La rentrée c’est aussi la présentation de la saison à venir par les structures culturelles ; Marie Hindy programme l’Espace Malraux et c’est bien, car la dame est passionnée, pragmatique, humble et au service de l’optimisation du lieu et des moyens ; du bonheur du public aussi… Mes coups de cœur de ce programme : La Meute et son cirque alternatif et décalé, Ez3kiel bien sûr et la présentation de son nouvel album, « La face cachée de La Lune » ou l’interprétation du chef d’œuvre du Pink Floyd joué en direct. … J’ai vu la tournée Dark side of the Moon en 1973, je suis donc impatient de cette relecture de 2015…
Autre présentation, celle de Saint Avertin au Domaine Allias à Vouvray ( ben oué cette coterie rusée sait recevoir) : des envies et de la gourmandise dans cette programmation : Louis Chedid, Catherine Ringer, Manu l’ex chanteuse de Dolly (là, je bois du petit lait et je ne veux pas rester sage )… Jack le Chien est roi pour « Art. La Bonne Franquette », un weekend dans l’atelier de Brice Auconie pour réunir une vingtaine d’artistes sur le thème de la représentation du héros (Jack !!) : Dominique Spiessert (plus Spiess space ke Jack), Francine Gentilleti (le chien farceur), Alain Bouro (excellent), Clotilde Barcat (un chien de troupeau), François Pagé (Brice et son chien dans quelques années)… Avec le héros modèle qui court de la cave au jardin : joyeux concept entre Boule & Bill et Tintin & Milou….
[youtube]https://www.youtube.com/watch?v=VrI5DMS3Aa4[/youtube]
A La Belle Rouge soirée Kommando Shamanik, le Powwow Electrik 1… Medecine Groove trio en première partie, du métal en hommage aux hommes rouges avec un dernier morceau envoûtant et un bassiste de force et de technique armé… Puis le Kommandoh Chamanik l’un des groupes majeurs de la nouvelle scène tourangelle, concept autant musical que visuel, venu nous jouer son nouvel album (nous en parlions plus haut), collection de mantras à transes propres à rendre fou le public. Je suis impatient de les voir dans les grands festivals, la réaction devrait être magique sous la messe de ses trois acteurs : un guitariste mêlant la hargne électrique à la peinture cosmique, un homme aux machines (un sorcier devrait-je dire), le shaman Z, colonne vertébrale de l’affaire, et un infatigable joueur de didgeridoo, souffle tribal de l’ensemble : La Terre, le Feu, l’Air… Ils ont un son, un style, un combat, un pouvoir de séduction tel que le public suit et en redemande…

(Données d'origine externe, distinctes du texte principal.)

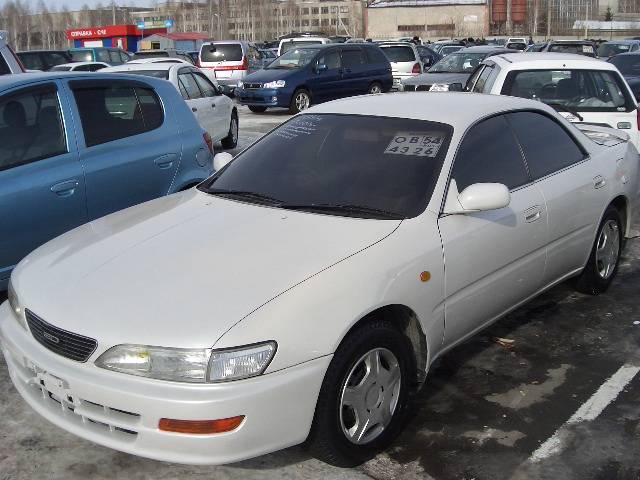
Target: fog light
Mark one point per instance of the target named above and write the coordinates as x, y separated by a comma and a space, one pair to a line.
200, 427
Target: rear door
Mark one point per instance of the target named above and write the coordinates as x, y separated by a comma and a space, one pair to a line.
129, 142
42, 185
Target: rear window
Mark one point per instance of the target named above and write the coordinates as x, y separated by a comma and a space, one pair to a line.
579, 90
399, 54
82, 55
221, 52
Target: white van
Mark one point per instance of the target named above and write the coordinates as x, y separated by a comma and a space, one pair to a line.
287, 44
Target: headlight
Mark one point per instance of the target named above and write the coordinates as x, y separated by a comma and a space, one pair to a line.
439, 87
16, 306
275, 84
241, 362
188, 365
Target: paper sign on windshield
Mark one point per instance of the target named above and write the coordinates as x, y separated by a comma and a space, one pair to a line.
416, 144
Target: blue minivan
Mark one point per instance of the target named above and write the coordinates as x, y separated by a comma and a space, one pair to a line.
314, 74
75, 147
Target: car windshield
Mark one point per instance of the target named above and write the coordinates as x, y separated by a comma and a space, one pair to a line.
580, 90
297, 58
611, 49
164, 74
399, 53
627, 64
81, 55
459, 62
348, 165
286, 46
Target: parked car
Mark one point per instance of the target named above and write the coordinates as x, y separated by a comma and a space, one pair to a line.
287, 44
405, 60
214, 110
312, 295
80, 67
607, 50
110, 55
9, 62
162, 53
629, 65
112, 142
580, 88
231, 61
454, 69
44, 59
314, 74
579, 47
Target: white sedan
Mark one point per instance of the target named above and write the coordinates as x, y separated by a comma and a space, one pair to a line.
215, 112
300, 293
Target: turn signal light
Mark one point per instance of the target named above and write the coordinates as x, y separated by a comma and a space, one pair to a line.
200, 427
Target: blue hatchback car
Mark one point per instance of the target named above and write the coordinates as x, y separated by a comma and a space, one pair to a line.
76, 147
316, 73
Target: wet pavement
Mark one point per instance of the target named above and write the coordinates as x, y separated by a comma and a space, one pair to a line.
486, 407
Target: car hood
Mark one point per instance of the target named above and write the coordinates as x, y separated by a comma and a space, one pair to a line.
431, 78
180, 271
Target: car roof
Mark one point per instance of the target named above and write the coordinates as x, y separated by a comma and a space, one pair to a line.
457, 109
533, 60
24, 79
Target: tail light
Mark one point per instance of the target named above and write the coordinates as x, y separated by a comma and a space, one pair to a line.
208, 140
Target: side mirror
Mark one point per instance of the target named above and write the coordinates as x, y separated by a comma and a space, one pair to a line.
221, 160
479, 197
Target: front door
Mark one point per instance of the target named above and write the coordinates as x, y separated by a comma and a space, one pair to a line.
42, 185
493, 259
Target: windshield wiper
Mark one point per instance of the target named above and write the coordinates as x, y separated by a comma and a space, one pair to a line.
344, 208
245, 194
564, 108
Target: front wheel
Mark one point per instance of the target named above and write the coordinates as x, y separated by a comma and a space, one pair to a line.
602, 265
301, 101
363, 402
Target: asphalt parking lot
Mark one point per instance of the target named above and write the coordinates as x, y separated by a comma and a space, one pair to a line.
548, 392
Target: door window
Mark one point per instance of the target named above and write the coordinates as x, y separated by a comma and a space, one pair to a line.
31, 127
113, 112
489, 153
546, 145
190, 86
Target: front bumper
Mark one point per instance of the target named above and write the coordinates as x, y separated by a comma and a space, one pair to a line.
122, 411
263, 97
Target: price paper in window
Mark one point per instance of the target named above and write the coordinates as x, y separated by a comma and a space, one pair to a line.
416, 144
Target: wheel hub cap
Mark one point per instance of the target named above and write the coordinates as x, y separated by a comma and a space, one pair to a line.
369, 396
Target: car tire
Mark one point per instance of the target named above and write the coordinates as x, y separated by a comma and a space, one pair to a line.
375, 88
603, 261
301, 100
336, 436
231, 140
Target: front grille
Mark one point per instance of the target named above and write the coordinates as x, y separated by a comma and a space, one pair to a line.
68, 344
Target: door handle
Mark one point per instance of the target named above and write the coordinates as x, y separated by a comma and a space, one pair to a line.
65, 189
532, 214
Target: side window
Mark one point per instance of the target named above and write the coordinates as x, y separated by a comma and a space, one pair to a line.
489, 153
190, 85
352, 58
546, 145
31, 127
207, 88
331, 60
113, 112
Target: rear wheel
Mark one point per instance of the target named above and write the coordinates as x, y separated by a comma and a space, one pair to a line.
300, 101
231, 140
603, 262
363, 402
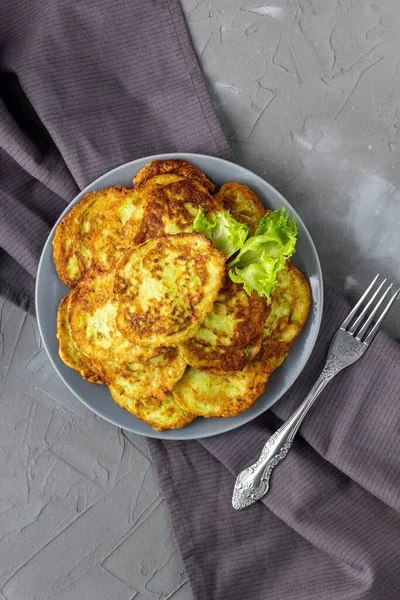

Au retour Maneval sur les ondes désormais la bande-son de la nuit pour ceux qui roulent entre une heure et minuit… Malheur à moi !! En ouvrant la télé au retour et tombant sur Alain Ruquier et ses deux roquets prétentieux, stériles et puants ; heureusement sur une autre chaîne, Amy Winehouse en live… Alors moi aussi j’y pars en live en passant des indiens à l’indienne…. Trop d’adrénaline pour vraiment dormir, le jour arrive dans le « Rocks » de Aerosmith… Retour à Montlouis dans l’ap’ pour le concert de Nina Van Horn, du blues rock bien seventies empreint de soul et de rythm and blues ; Masahiro Todani, le guitariste soliste, est un virtuose habité, le talent boosté par un look scénique de prince de l’électricité… Au soir je tombe à pieds joints dans l’excellent dernier disque de Christiane Grimal, avant de me finir avec « Itaipu » de Philip Glass, acheté sur la brocante Eric Geffroy… enfin l’album de Kommandoh Chamanik pour tomber en phase avec l’été indien.